Covariant and contravariant

The terms covariant and contravariant come up in many contexts. An earlier post discussed how the terms are used in programming and category theory. The meaning in programming is an instance of the general use in category theory.

Vector fields can be covariant or contravariant too. This is also an instance of the categorical usage, except the terminology is backward.

Michael Spivak explains:

Nowadays such situations are always distinguished by calling the things which go in the same direction “covariant” and the things which go in the opposite direction “contravariant.” Classical terminology used these same words, and it just happens to have reversed this: a vector field is called a contravariant vector field, while a section of T*M is called a covariant vector field. And no one had the gall or authority to reverse terminology sanctified by years of usage. So it’s very easy to remember which kind of vector field is covariant, and which is contravariant — it’s just the opposite of what it logically ought to be.

Emphasis added.

In defense of classical nomenclature, it was established decades before category theory. And as Spivak explains immediately following the quotation above, the original terminology made sense in its original context.

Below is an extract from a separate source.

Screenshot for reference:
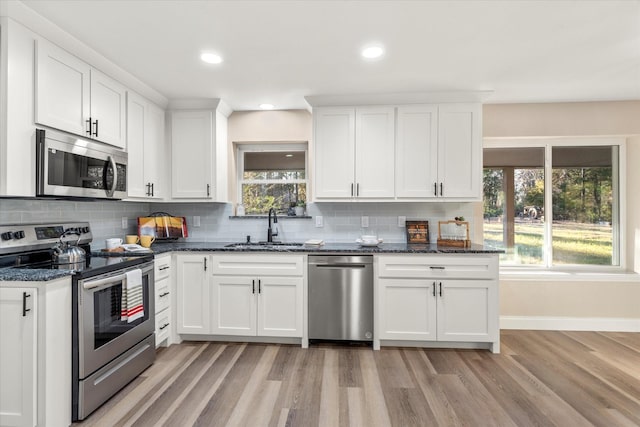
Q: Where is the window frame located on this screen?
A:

From Spivak’s Differential Geometry, volume 1. I own the 2nd edition and quoted from it. But it’s out of print so I linked to the 3rd edition. I doubt the quote changed between editions, but I don’t know.

Related: Applied category theory

3 thoughts on “Covariant and contravariant

  1. Marvellous! Thank you. This resolves an unfinished investigation by Erik Meijer and me on channel9.msdn.com http://bit.ly/VRmxOj . It so happens that I have Spivak’s magnum opus on my bucket list — I bought it when it first came out and it’s still on my bookshelf waiting for me.

  2. “It’s the opposite of what it ought to be” is a mnemonic I have to avoid at all costs. I’ve used it a few times in the past, and invariably it becomes a vicious cycle in which my intuition about “what it ought to be” keeps flipping as I internalize it, and I get it wrong half the time for the rest of my life.

  3. It’s not the opposite of what it ought to be; you’re just mistaken in thinking vector fields are fundamental! Differential forms (“co-vectors” or “covariant vector fields”) vary WITH the underlying sheaf of functions under coordinate transformations, while (contravariant) vector fields vary in the OPPOSITE direction to functions.